Within 30 seconds of walking into a restaurant, hotel, doctor’s office, bank, church, etc., you know if you feel welcomed, comfortable, and if you want to come back.
That’s the culture of the organization. It’s easy to see and feel, and you immediately know if you like it or not.
Creating a healthy culture takes intentional effort on a consistent basis over a long period of time.
- How intentional are you about the culture of your church?
- And for the focus of this post, how intentional are you about the culture of your staff team?
The overall outcomes of your mission and vision are directly connected to the strength and health of your staff culture.
Essentially, your culture is who you are, what you believe, your values and norms and how you get things done.
Your staff culture starts with the senior leaders, but it doesn’t end there, it’s a team effort.
Your staff culture deepens or erodes on a daily basis, but relationally-based change is always slow, so the change isn’t easy to see. It seems steady, but it’s always getting a little stronger or weaker on a daily basis.

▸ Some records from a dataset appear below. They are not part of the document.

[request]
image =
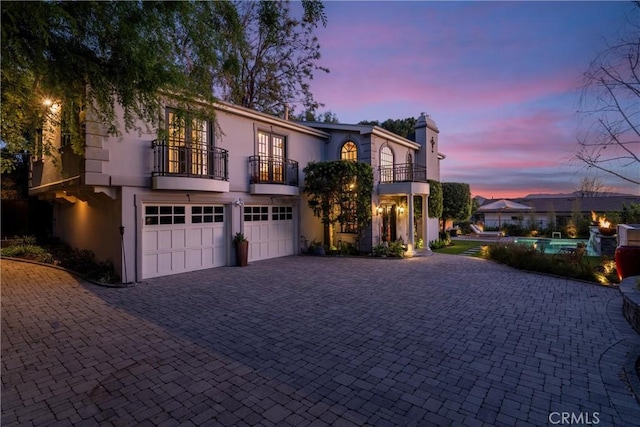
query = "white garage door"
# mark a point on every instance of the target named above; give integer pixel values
(269, 230)
(180, 238)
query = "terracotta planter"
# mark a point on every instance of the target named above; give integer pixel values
(627, 261)
(607, 231)
(242, 253)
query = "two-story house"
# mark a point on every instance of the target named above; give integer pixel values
(163, 201)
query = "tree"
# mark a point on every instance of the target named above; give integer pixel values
(456, 198)
(269, 67)
(611, 102)
(402, 127)
(93, 55)
(338, 191)
(592, 187)
(96, 55)
(435, 199)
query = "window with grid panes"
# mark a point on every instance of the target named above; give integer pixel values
(164, 215)
(188, 141)
(256, 213)
(207, 214)
(281, 213)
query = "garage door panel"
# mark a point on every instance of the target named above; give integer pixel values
(270, 235)
(150, 240)
(197, 241)
(195, 237)
(178, 239)
(164, 239)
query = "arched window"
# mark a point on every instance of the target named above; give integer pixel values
(386, 164)
(349, 151)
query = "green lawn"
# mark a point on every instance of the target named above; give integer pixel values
(458, 246)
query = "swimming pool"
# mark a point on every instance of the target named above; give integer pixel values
(552, 246)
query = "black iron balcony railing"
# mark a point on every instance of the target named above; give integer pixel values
(406, 172)
(273, 170)
(188, 161)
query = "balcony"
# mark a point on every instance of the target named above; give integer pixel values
(189, 168)
(273, 175)
(405, 178)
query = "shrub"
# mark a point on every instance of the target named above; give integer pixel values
(396, 249)
(445, 237)
(514, 229)
(54, 252)
(393, 249)
(380, 250)
(465, 227)
(438, 244)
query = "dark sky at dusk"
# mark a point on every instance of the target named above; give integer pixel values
(501, 80)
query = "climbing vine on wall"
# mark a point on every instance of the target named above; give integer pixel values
(435, 199)
(335, 187)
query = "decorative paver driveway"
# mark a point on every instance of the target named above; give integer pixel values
(438, 340)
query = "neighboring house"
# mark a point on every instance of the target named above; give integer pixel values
(156, 206)
(546, 211)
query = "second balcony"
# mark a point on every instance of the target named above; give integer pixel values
(273, 175)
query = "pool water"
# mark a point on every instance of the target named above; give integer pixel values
(552, 246)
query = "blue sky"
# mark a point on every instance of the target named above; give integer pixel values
(501, 80)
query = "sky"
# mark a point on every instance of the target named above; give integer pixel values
(501, 80)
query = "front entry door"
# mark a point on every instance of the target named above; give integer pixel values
(389, 224)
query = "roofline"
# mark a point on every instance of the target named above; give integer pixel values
(273, 120)
(365, 130)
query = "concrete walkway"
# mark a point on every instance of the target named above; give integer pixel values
(436, 340)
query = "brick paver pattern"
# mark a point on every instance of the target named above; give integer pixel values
(435, 340)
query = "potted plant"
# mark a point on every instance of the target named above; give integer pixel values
(242, 249)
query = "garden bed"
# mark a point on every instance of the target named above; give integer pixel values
(54, 252)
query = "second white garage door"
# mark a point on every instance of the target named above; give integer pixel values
(181, 238)
(269, 230)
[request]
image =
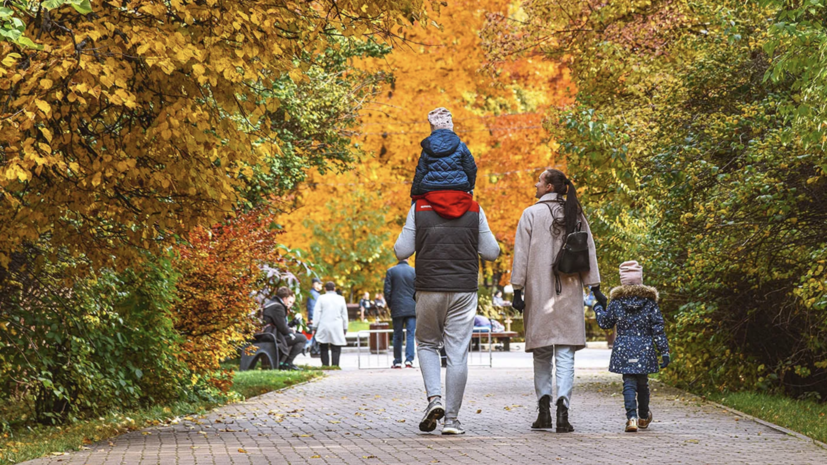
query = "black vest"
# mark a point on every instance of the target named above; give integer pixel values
(447, 250)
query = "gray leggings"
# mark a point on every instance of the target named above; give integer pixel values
(445, 319)
(335, 350)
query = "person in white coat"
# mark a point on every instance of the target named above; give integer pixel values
(330, 315)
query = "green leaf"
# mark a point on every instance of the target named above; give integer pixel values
(52, 4)
(82, 6)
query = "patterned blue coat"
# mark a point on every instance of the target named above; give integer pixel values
(445, 164)
(635, 312)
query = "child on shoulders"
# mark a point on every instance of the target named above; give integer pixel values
(634, 310)
(445, 162)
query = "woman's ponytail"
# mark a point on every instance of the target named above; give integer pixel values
(563, 186)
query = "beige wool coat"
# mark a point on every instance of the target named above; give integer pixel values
(549, 319)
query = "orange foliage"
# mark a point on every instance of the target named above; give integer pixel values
(220, 270)
(500, 118)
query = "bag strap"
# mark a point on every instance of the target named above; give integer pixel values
(558, 285)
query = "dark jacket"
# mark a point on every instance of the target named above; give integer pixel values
(634, 309)
(311, 303)
(445, 164)
(447, 246)
(274, 315)
(399, 290)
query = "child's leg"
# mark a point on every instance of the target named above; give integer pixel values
(629, 393)
(643, 395)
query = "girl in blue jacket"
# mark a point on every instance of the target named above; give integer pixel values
(635, 312)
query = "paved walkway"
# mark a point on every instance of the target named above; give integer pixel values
(371, 417)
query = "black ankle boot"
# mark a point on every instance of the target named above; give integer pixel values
(543, 414)
(563, 425)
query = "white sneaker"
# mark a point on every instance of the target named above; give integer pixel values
(452, 427)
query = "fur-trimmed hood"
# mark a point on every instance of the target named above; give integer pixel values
(635, 290)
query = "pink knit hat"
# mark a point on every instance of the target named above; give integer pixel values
(631, 273)
(440, 118)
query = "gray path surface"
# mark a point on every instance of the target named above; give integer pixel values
(371, 417)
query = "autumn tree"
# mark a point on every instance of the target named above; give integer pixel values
(499, 115)
(696, 134)
(124, 123)
(221, 270)
(349, 243)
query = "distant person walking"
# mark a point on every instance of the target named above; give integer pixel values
(449, 233)
(365, 306)
(555, 324)
(399, 289)
(290, 343)
(315, 292)
(331, 324)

Without intentional and consistent investment, typically based on specific values, your culture will head in a direction you never intended. Many a leader has called me saying “all of a sudden the staff are not happy and less productive.” It’s never all of a sudden, it’s been slowly eroding for some time.
No culture is perfect, and all teams have “bad days” and “rough seasons” but their overall values-based strength helps them return to health in a relatively short period of time.

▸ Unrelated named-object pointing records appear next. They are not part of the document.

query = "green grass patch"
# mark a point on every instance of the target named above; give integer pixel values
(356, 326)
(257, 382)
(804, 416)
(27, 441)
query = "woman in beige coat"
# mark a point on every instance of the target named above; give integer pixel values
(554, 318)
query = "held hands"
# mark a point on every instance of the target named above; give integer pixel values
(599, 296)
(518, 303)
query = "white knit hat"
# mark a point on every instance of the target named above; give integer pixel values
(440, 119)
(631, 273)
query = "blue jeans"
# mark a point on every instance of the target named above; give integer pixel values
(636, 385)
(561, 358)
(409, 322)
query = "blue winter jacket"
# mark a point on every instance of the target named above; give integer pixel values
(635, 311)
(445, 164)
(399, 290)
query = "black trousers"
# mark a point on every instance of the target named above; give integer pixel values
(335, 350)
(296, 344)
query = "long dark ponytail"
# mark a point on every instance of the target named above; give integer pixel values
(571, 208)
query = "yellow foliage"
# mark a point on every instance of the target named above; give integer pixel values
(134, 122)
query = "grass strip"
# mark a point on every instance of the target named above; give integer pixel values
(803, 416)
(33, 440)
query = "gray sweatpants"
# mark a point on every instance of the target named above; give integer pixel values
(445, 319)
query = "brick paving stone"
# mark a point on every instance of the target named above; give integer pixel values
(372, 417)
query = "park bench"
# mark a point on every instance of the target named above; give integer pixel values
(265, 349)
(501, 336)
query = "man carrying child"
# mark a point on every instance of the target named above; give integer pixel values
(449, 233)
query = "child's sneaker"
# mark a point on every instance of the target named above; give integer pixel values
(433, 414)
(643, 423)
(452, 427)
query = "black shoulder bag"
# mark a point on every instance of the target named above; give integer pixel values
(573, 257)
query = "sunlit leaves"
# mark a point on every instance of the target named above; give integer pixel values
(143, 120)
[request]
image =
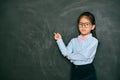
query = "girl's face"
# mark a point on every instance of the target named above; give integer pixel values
(85, 26)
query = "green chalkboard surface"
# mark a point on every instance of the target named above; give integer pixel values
(28, 50)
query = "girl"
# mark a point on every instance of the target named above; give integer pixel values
(82, 49)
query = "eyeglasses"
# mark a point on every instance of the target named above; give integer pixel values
(86, 25)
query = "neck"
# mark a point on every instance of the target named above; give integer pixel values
(85, 34)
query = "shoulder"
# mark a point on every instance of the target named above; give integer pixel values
(93, 39)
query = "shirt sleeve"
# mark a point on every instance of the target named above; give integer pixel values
(86, 53)
(65, 50)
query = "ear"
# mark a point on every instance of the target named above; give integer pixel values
(93, 27)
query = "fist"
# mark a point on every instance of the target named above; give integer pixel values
(57, 36)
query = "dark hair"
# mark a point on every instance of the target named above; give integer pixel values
(92, 20)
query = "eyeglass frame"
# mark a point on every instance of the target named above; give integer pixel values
(86, 25)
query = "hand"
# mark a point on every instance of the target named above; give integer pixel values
(57, 36)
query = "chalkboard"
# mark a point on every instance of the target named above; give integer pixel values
(28, 50)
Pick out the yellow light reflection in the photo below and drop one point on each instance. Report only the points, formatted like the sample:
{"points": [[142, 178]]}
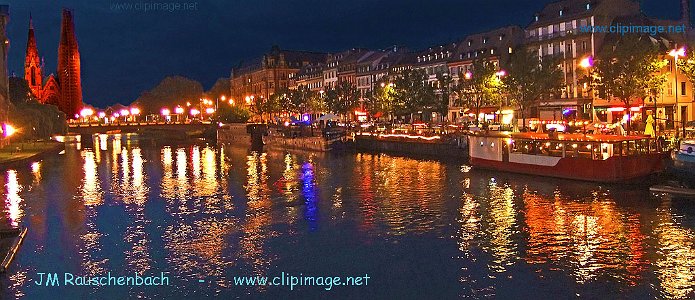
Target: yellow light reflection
{"points": [[13, 200]]}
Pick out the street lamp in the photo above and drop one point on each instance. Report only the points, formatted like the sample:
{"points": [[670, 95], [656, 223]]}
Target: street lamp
{"points": [[9, 130], [586, 62], [677, 53]]}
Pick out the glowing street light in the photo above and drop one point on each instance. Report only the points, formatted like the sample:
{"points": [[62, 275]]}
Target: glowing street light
{"points": [[86, 112], [9, 130], [677, 53]]}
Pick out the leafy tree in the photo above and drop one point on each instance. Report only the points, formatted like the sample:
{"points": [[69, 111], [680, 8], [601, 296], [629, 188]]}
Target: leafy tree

7 Real Barriers to a Healthy Staff Culture:
- Immaturity on a staff team is essentially when a person doesn’t get what they want, and lets others know about it in a way that hurts the team.

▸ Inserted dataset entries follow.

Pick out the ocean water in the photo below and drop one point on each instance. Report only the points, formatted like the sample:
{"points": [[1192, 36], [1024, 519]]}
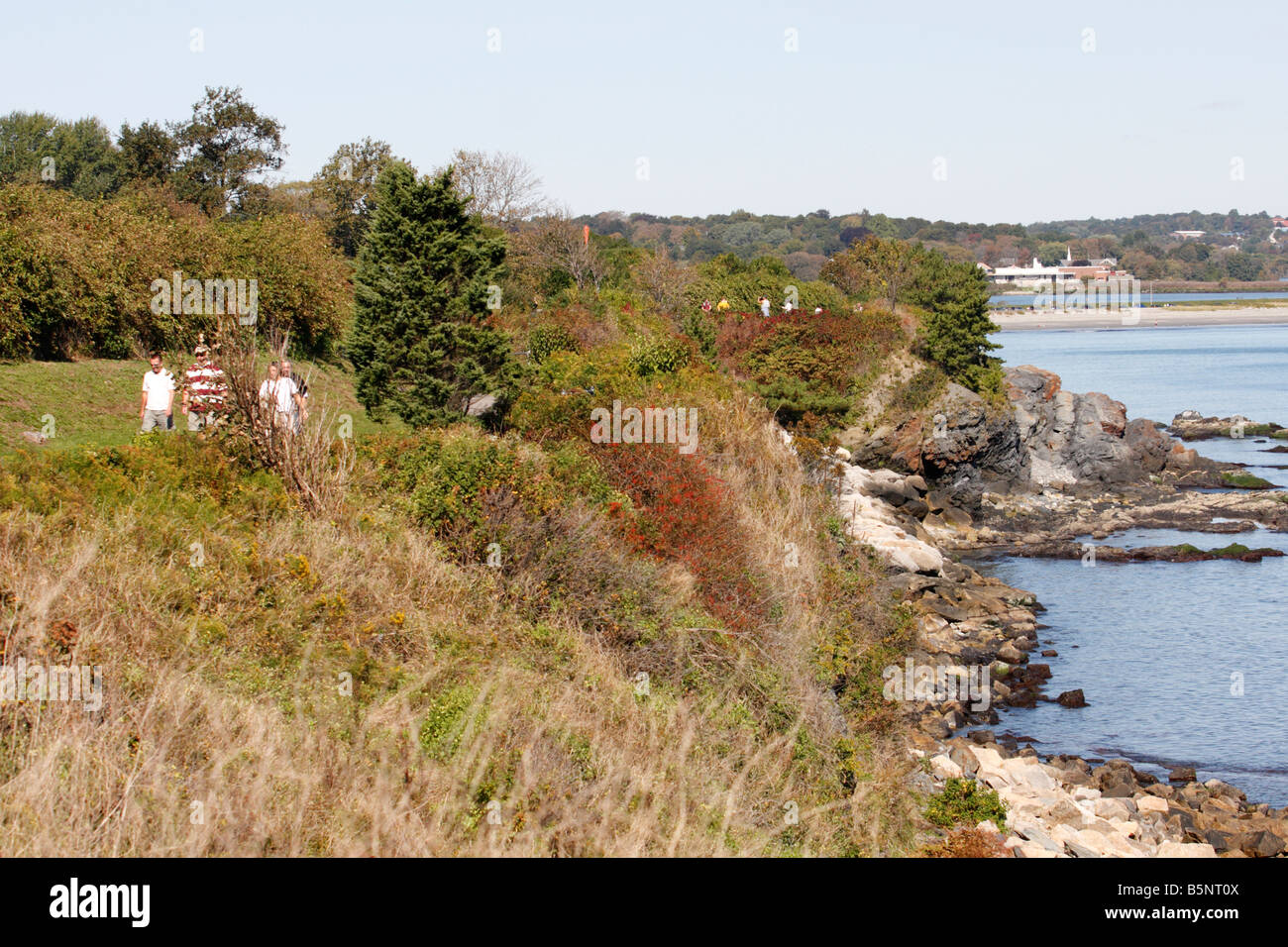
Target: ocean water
{"points": [[1180, 663], [1158, 372], [1010, 299]]}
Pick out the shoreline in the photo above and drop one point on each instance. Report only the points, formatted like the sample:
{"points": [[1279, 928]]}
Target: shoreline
{"points": [[1149, 317]]}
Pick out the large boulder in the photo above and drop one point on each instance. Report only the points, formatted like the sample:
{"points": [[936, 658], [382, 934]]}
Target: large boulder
{"points": [[1041, 436]]}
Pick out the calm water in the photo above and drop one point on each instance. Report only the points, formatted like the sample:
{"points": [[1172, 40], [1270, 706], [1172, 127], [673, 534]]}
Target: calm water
{"points": [[1029, 299], [1159, 648], [1158, 372]]}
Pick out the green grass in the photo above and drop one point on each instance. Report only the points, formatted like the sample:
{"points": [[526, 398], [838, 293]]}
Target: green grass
{"points": [[965, 801], [95, 402], [1244, 480]]}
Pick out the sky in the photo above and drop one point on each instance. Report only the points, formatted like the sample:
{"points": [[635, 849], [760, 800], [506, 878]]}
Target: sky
{"points": [[961, 111]]}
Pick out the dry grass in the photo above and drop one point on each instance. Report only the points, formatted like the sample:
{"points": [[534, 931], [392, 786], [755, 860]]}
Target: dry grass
{"points": [[339, 684]]}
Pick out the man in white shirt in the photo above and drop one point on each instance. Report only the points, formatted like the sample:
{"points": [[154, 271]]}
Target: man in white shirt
{"points": [[156, 403], [281, 398], [301, 388]]}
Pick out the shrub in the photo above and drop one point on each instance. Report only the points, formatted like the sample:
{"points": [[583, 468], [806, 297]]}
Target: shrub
{"points": [[545, 341], [76, 275], [966, 801], [661, 356], [683, 513]]}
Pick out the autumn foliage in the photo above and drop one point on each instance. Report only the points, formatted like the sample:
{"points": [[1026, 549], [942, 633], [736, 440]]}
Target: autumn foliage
{"points": [[683, 513]]}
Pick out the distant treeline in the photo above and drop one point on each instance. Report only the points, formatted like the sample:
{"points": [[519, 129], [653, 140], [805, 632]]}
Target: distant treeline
{"points": [[1235, 247], [76, 277]]}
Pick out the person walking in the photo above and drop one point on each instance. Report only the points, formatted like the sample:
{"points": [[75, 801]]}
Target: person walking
{"points": [[279, 398], [205, 390], [156, 401], [301, 388]]}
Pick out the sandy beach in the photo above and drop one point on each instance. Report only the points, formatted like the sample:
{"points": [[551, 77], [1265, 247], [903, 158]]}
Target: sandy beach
{"points": [[1145, 317]]}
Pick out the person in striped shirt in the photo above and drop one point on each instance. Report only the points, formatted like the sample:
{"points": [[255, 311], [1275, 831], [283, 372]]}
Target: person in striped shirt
{"points": [[205, 390]]}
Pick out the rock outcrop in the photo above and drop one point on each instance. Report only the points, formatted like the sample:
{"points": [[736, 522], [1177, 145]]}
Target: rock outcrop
{"points": [[1042, 436]]}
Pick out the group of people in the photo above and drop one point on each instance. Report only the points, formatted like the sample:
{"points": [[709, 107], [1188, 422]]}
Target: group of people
{"points": [[204, 394], [722, 305], [283, 397]]}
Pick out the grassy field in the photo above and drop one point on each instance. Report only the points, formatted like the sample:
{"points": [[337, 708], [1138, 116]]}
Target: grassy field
{"points": [[627, 680], [95, 402]]}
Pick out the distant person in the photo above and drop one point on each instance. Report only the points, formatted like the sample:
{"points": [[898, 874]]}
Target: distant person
{"points": [[156, 402], [205, 390], [301, 388], [279, 398]]}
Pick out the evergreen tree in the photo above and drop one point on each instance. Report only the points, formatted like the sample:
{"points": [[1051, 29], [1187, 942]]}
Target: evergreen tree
{"points": [[420, 342], [956, 326]]}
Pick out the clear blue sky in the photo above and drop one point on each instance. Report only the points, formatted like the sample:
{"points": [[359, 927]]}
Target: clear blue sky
{"points": [[1028, 124]]}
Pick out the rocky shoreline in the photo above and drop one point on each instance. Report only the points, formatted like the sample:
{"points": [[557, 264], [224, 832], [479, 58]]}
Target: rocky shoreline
{"points": [[1059, 471]]}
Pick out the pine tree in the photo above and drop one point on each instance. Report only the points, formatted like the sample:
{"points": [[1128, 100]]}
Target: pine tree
{"points": [[954, 331], [420, 342]]}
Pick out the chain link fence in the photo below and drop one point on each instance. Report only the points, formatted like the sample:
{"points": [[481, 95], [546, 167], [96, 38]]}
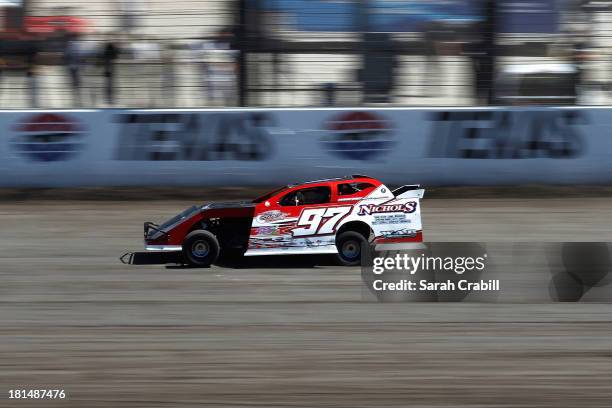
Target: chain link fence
{"points": [[189, 53]]}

- Undermining on a staff takes place when we fail to give the benefit of the doubt, gossip, and take a “let’s wait and see how this new idea unfolds,” rather than helping make it happen.
- Divisiveness occurs in the staff when individuals rally others to their agenda rather than wholeheartedly supporting the vision.
- Lack of clarity in vision and expectations takes its toll on a staff culture because the team isn’t sure where you’re going or what they are supposed to do.
- Poor Communication is lethal to a staff culture. The team needs to know what’s going on, (successes and struggles,) what coming up, and what isexpected.
- Unhealthy competition is when a staff member puts their success above the success of the whole team. And if they are rewarded for that behavior its an extra blow to the staff culture.
- Inattention to consistently modeling, championing and rewarding your staff values leads to the erosion of staff culture.
7 Essential Builders for a Healthy Staff Culture:
1. Deep and Abiding Trust
Trust in any organization is the cornerstone of a great culture.
Trust is the runway for psychological safety. It’s a different way to think about trust. It’s about the ability to take interpersonal risks on the team without feeling insecure, embarrassed, or potentially criticized.
This doesn’t mean that everyone will agree or that anything goes, but there is a trust in relationships that you can count on.